Commençons par apprendre aux enfants à lire le vodou et comprendre les vèvè, les couleurs et les lwa !

Plusieurs auteurs, tant Haïtiens et étrangers, ont largement contribué dans cette aventure intellectuelle et intelligence pour explorer les multiples facettes du vodou haïtien, dans sa fonction politique, économique, ergonomique, sociale et géoponique, comme religion, comme culture et comme manière de vivre. Quelles sont les relations entre le vodou et le développement durable ? Ils sont nombreux les auteurs francophones et anglophones, entre autres, qui nous instruisent chacun à leur manière et leur méthodologie dans cet univers de connaissances théoriques et pratiques, tels : Milo Rigaud, Claudine Michel, Max Beauvoir, Jean Rosier Descades, Laennec Hurbon, Jean Fils-Aimé, Lewis Clorméus, Déïta, Alfred Métraux, Jean Claude Dorsainvil ; les plus en vogue.

À défaut de proposer ces lectures trop pointues à nos enfants, par la carence des ouvrages jeunesse sur le sujet, la littérature en générale, la musique racine et la peinture haïtienne renferment aussi bien une mine inépuisable de connaissances sur les esprits et les pratiques, sur la cartographie du vodou haïtien dans des modes de relations de forces et faiblesse.

Haïti, en s’inscrivant dans la formulation du contenu jusqu’à la validation de la « Convention sur la protection et la promotion de la diversité des expressions culturelles », proposée aux peuples du monde, le 20 octobre 2005, à Paris, lors de la conférence générale de l’Organisation des Nations unies pour l’Éducation, la Science et la Culture (UNESCO), a reconnu officiellement le rôle et l’utilité hautement politique, économique, éducative et stratégique de la culture.
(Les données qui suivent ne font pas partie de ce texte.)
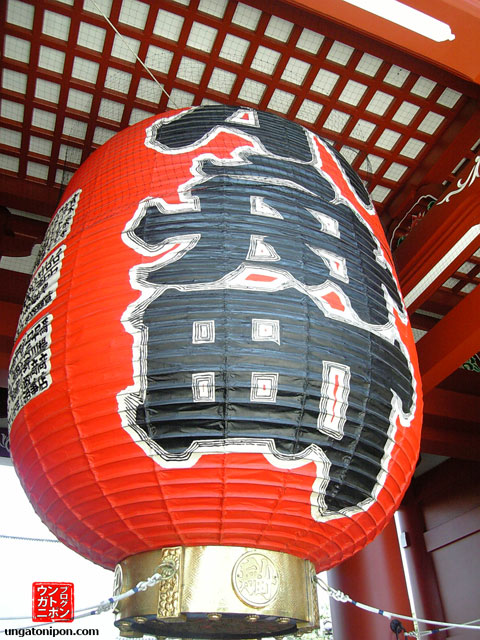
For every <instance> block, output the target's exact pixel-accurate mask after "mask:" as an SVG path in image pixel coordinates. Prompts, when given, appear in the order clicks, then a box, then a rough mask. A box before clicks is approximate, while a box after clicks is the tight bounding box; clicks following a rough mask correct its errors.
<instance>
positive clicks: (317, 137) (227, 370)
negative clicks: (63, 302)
mask: <svg viewBox="0 0 480 640" xmlns="http://www.w3.org/2000/svg"><path fill="white" fill-rule="evenodd" d="M146 145H147V147H149V148H150V149H152V150H154V151H155V152H157V153H158V154H161V155H162V156H171V157H172V160H173V159H175V160H176V161H178V158H179V157H184V158H185V166H186V167H187V168H188V171H187V172H185V173H184V174H180V175H179V176H178V177H177V184H176V185H175V188H176V191H177V194H178V196H177V200H176V201H175V199H172V198H169V197H167V196H166V195H165V194H164V193H157V194H153V195H152V196H151V197H150V196H149V197H147V198H145V199H143V200H142V201H141V202H139V205H138V208H137V210H136V211H135V212H134V213H133V212H132V214H133V215H132V218H131V220H130V222H129V223H128V224H127V227H126V229H125V231H124V241H125V242H126V243H127V244H128V246H130V247H131V248H132V249H134V250H135V251H137V252H138V253H139V254H140V255H143V256H150V257H151V256H156V259H155V260H154V261H153V262H152V261H151V260H150V261H149V262H148V263H146V262H145V263H143V262H139V264H138V265H137V266H136V267H135V268H134V269H133V270H132V272H131V283H132V287H133V288H134V289H138V290H140V291H141V296H140V298H139V300H137V301H136V302H135V303H134V304H133V305H130V307H129V308H128V309H127V310H126V312H125V314H124V317H123V321H124V323H125V326H126V327H127V329H128V331H129V332H130V333H132V335H133V336H134V347H133V360H134V361H136V362H139V363H140V365H139V370H138V377H137V378H136V382H135V384H134V385H133V386H132V387H130V388H129V389H128V390H127V392H126V393H125V392H123V393H122V394H121V396H119V404H120V407H121V410H122V411H123V414H124V416H126V417H125V418H124V421H125V424H126V426H128V427H129V428H131V429H133V430H135V431H136V432H137V433H138V434H140V436H141V437H142V438H144V439H146V440H148V442H150V443H151V446H152V447H153V449H154V450H155V452H156V454H158V456H159V458H160V459H163V460H164V461H165V463H166V464H167V463H172V462H175V461H177V462H181V461H182V460H184V461H186V460H188V459H189V458H190V457H191V456H192V455H193V454H194V453H198V452H200V453H201V452H206V453H210V452H215V450H218V451H229V450H231V451H234V450H235V451H241V450H242V447H244V448H245V450H255V447H258V450H259V451H264V450H266V449H268V450H269V451H270V453H271V454H272V455H273V456H275V457H277V458H278V460H282V461H284V462H285V464H288V461H289V460H290V461H292V464H293V463H296V461H298V460H299V459H302V457H304V458H305V459H308V458H309V457H311V456H312V455H317V456H318V457H319V458H321V459H322V460H323V461H324V466H325V469H326V472H325V473H326V478H325V479H324V485H323V487H324V488H323V490H322V491H320V492H319V495H318V498H317V501H318V505H317V506H318V518H319V519H320V518H322V517H331V516H334V515H335V514H338V513H341V514H350V513H356V512H358V511H361V510H362V508H364V507H365V505H368V504H369V503H371V501H372V500H373V499H374V498H375V496H376V494H377V493H378V491H379V488H380V487H381V486H383V482H384V477H385V473H386V469H387V467H388V464H389V460H390V457H389V456H390V453H391V450H392V443H393V442H394V439H395V433H396V430H397V428H398V425H399V424H402V425H409V422H410V421H411V420H412V417H413V415H414V413H415V403H416V397H417V393H416V381H415V377H414V369H413V366H412V363H411V359H410V354H409V349H408V348H407V346H406V345H405V340H404V338H402V331H401V328H400V327H401V326H402V323H406V313H405V309H404V307H403V303H402V300H401V297H400V295H399V292H398V287H397V283H396V280H395V277H394V275H393V272H392V266H391V263H390V261H389V259H387V256H386V252H385V249H384V247H382V246H381V244H380V242H379V239H378V238H377V237H376V234H375V233H374V231H373V224H372V223H371V222H370V217H373V215H374V212H373V207H372V205H371V202H370V199H369V196H368V194H367V192H366V190H365V188H364V186H363V183H362V182H361V180H360V178H359V177H358V176H357V175H356V174H355V172H354V171H353V170H352V169H351V168H350V166H349V165H348V164H347V163H346V162H345V160H344V159H343V157H342V156H341V155H340V154H338V153H337V152H336V151H335V150H334V149H333V148H332V147H331V146H330V145H328V144H327V143H325V142H324V141H321V140H320V139H319V138H318V137H317V136H314V135H313V134H312V133H310V132H309V131H307V130H306V129H304V128H303V127H301V126H299V125H298V124H295V123H292V122H288V121H286V120H283V119H281V118H279V117H277V116H275V115H272V114H268V113H261V112H255V111H253V110H250V109H238V108H234V107H224V106H213V107H202V108H194V109H191V110H188V111H186V112H183V113H180V114H177V115H174V116H173V117H172V116H170V117H166V118H161V119H159V120H158V121H157V122H155V123H154V124H153V125H152V126H150V127H149V128H148V129H147V137H146ZM166 191H167V190H166Z"/></svg>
Or, il n’existe pas d’avenir pour l’éducation et la culture en Haïti dans ses différents modes de représentations, de négociation, de promotion et de défense du territoire sans une prise en compte du vodou. « La tradition du vodou haïtien est une construction unique qui recouvre la culture et l’esprit du peuple haïtien. Le vodou haïtien est composé d’esprits indiens, d’esprits africains et d’esprits haïtiens, de manière à ce que chacun trouve sa place, d’une manière spirituellement démocratique », nous disait Max Gesner Beauvoir, l’un des hougans et scientifiques haïtiens. Il soulignait : « En Haïti, il y a une fabrication haïtienne du vodou. Bien que le mot vodou soit un mot africain qui signifie le grand esprit de Dieu, cette culture traduit pour nous une réalité profondément haïtienne.

Notre approche est haïtienne, nos structures font une place à tous les esprits qui constituent la nation haïtienne dans sa dimension historique. Il fallait éliminer d’autres esprits qui étaient amenés par nos ancêtres africains. Mais il s’agissait simplement de rassembler 401 divinités ». L’ancien Ati national, décédé en septembre 2015, poursuit en nous disant : « Tout ceci a été pensé pour constituer un corps de croyance unique. Tous les Haïtiens qui forment ce que l’on peut appeler l’ethnie haïtienne possèdent leurs esprits dans le panthéon. En un mot, on est Haïtien cela veut dire qu’on est vodouisant ! ».